Ventas, fusiones y alianzas: el TEG petrolero de Mendoza sigue moviendo los negocios
Es como un juego. Puede ser el TEG o Monopoly. Pero en la vida real y con los recursos naturales no renovables de Mendoza como mercancía. Las áreas y pozos petroleros de la provincia están en constante ebullición, pero no por las negociaciones entre empresas, los acuerdo y los pases de manos.
Ayer la empresa Andes Energía, perteneciente al mismo grupo propietario de Edemsa (entre otras cosas) formalizó la compra de Grecoil, una empresa que tiene a su cargo varias áreas petroleras en el sur provincial. Se trata de una zona estratégica, ubicada sobre la cuenca neuquina y que además de tener pozos en actividad tiene un gran potencial de reservas convencionales y “shale gas y shale oil”. La compra le significa a esa empresa tener a su cargo ahora la operación “en el bloque productor Vega Grande”; también en los bloques en desarrollo “La Paloma” y “Cerro Alquitrán”.

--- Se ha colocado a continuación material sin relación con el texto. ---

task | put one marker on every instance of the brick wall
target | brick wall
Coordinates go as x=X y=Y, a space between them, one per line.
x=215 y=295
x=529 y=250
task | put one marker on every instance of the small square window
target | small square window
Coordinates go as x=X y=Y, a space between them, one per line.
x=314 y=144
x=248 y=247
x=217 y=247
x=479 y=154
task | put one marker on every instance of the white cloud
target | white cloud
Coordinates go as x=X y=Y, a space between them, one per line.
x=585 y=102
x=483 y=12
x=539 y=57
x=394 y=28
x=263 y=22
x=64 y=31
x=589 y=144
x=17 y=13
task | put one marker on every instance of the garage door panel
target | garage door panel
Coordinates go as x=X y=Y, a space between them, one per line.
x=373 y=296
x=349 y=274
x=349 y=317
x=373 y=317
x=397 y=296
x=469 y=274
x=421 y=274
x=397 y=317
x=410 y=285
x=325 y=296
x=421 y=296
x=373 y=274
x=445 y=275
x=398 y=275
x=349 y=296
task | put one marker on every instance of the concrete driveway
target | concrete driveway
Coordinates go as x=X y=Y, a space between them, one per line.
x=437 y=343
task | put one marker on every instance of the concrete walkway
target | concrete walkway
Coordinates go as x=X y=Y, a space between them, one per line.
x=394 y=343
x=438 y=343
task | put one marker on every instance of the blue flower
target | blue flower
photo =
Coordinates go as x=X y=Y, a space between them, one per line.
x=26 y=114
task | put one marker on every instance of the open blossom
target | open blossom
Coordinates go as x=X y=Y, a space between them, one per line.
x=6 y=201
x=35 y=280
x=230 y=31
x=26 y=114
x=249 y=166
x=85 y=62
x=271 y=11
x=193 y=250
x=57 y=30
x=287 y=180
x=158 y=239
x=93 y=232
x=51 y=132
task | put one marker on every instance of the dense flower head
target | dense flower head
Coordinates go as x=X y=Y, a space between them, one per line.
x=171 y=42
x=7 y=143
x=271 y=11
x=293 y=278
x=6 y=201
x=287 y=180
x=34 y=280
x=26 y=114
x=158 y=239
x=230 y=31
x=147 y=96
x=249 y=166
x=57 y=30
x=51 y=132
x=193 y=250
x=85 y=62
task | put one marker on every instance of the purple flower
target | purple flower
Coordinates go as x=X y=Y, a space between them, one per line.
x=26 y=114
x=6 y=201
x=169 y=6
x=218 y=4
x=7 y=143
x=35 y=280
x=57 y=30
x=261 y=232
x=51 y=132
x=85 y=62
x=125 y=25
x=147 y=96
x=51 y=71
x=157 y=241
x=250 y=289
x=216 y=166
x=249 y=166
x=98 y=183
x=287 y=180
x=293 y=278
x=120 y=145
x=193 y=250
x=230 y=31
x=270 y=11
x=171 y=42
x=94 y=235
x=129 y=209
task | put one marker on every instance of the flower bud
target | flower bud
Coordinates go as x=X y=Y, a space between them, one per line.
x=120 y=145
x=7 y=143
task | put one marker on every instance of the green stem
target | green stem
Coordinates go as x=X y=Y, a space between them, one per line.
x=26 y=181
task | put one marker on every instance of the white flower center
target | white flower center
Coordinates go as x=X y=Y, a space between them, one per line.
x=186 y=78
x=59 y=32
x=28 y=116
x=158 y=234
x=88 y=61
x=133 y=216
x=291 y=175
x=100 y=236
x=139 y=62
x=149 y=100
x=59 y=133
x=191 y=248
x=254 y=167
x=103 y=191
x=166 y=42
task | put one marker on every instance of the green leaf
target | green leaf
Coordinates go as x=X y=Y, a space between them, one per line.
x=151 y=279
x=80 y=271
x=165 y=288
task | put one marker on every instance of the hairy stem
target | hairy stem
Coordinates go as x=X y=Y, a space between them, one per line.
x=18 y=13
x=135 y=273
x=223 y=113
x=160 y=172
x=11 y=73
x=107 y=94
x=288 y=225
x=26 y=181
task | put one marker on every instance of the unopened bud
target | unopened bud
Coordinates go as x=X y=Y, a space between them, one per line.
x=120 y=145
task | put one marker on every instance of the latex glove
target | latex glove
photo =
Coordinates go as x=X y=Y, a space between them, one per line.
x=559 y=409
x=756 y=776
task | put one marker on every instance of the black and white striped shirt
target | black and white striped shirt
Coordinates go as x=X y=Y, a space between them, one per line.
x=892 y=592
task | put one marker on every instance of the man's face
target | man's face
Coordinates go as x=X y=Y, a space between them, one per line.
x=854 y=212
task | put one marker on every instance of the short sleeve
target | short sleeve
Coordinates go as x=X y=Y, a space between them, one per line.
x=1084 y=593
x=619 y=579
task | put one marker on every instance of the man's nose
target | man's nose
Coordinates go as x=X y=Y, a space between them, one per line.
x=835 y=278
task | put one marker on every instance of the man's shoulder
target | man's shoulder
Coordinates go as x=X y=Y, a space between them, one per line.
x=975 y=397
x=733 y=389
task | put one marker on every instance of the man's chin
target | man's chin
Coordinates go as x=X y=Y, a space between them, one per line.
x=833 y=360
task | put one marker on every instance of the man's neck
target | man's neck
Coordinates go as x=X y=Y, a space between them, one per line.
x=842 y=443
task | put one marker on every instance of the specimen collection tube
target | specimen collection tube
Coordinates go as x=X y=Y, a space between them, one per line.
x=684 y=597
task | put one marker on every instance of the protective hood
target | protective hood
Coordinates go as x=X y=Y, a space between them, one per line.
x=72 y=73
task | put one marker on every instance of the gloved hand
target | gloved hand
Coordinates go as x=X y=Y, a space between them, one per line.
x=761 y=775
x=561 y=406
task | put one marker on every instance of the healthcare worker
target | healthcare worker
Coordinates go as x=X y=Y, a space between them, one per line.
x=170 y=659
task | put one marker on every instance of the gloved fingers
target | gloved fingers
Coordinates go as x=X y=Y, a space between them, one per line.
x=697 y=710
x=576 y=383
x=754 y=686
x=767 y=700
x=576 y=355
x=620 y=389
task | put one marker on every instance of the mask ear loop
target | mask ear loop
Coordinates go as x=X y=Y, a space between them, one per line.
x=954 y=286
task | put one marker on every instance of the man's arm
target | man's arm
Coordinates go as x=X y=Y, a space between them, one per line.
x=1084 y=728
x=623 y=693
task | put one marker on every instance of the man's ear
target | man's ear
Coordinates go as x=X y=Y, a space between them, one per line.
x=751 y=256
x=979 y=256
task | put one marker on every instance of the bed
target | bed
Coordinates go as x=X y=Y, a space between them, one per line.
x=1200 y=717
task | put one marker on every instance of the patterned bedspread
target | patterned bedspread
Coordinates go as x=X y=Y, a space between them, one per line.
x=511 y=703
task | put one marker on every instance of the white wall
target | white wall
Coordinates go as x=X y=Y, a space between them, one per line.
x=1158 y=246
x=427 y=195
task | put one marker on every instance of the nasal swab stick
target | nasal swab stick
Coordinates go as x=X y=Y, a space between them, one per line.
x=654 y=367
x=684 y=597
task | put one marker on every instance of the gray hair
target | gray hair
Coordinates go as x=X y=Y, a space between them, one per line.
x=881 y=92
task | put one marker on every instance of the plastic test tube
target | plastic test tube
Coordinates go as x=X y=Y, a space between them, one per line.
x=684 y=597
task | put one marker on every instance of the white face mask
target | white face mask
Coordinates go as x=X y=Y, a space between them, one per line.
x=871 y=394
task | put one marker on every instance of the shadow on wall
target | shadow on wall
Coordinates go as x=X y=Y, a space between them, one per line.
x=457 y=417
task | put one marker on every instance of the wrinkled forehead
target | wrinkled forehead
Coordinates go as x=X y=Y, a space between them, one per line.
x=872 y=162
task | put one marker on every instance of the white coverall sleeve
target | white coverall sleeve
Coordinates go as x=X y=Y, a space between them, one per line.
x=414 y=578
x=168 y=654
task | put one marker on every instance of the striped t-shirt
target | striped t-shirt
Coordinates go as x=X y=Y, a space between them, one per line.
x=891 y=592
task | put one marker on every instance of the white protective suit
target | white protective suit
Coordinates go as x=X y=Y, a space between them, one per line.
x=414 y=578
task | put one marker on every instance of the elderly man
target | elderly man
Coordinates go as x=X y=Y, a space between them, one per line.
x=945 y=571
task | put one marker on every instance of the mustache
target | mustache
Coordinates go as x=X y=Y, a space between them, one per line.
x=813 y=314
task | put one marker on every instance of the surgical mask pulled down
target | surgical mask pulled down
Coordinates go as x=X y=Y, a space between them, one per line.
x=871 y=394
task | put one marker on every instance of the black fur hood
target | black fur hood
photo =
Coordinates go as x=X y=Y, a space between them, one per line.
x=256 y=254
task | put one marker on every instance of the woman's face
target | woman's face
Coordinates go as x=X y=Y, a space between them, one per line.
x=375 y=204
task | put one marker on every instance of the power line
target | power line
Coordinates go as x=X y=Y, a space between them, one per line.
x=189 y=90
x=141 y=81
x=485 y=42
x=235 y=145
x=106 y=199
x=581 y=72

De esa manera, la empresa energética que tiene como accionistas a José Luis Manzano y Daniel Vila sigue sumando espacios en el negocio petrolero de la provincia. Ya lo había hecho con la adjudicación de 7 áreas petroleras por parte del gobierno y ahora, a través de Andes Energía quieren ser un actor con mayor participación.
¿Compra o fusión?
Aunque es anunciado como una compra por parte de Andes Energía, en realidad en gran parte se trata de una fusión de empresas de un mismo dueño. Es que la firma Grecoil dejó de ser propiedad de la familia fundadora en 2007. Ese año Francisco Greco y Víctor Guillén, “cedieron” las acciones de la empresa a un grupo societario liderado por José Luis Manzano, que también es parte de Andes Energía.
“Estamos encantados de poder firmar la adquisición de Grecoil. Creemos que estos bloques están subexplotados y que tienen un gran potencial de recursos convencionales y no convencionales. Este paso transforma a AEN en un productor y operador integral, con capacidades para convertirse en un importante actor del sector de gas y petróleo de la Argentina", dijo en el comunicado oficial emitido para la Comisión Nacional de Valores, Luis Álvarez Poli, CEO de Andes Energía.
El mercado de pases de las empresas petroleras está abierto. El mes pasado Ketsal, también de Vila, cedió su participación en cuatro áreas petroleras a la ignota firma Energía Andina. La operación cerró con la compra de Andina por parte de YPF y una sociedad tripartita entre Vila, Manzano y Eskenazi. Ahora van por más. “Vega Grande es un activo productor ubicado en la cuenca Neuquina, provincia de Mendoza. Se han obtenido datos sísmicos 2D en aproximadamente 172 km de la licencia, la cual Andes considera que está subexplorada. Oilfield Production Consultants (OPC) Ltd. produjo un informe de reservas para el bloque Vega Grande, que arroja reservas recuperables P50 de 4,3 millones de bep y 3,7 BCF de gas”, indica el informe de la empresa sobre una de las áreas adquiridas.
La operación se hizo con una complicada ecuación financiera. Pero formalmente la aprobación de la compra está a la espera de resolución. “La contraprestación por la adquisición de Grecoil será cancelada con la emisión de 18.664.963 acciones ordinarias nuevas de 10 peniques cada una en el capital accionario de Andes y con el compromiso de Andes de cancelar un préstamo de USD 6.170.933 adeudado a un tercero”, explican los empresarios. Al mismo tiempo aclaran que “si el descubrimiento comercial certificara la existencia de nuevos recursos no convencionales, podría adeudarse una contraprestación diferida de hasta un máximo de USD 16.390.000”.
El holding Andes Energía cotiza en la bolsa de Buenos Aires desde hace un año. Entre sus empresas tiene a Edemsa, Hidroeléctrica Ameguino y áreas petroleras en la Patagonia.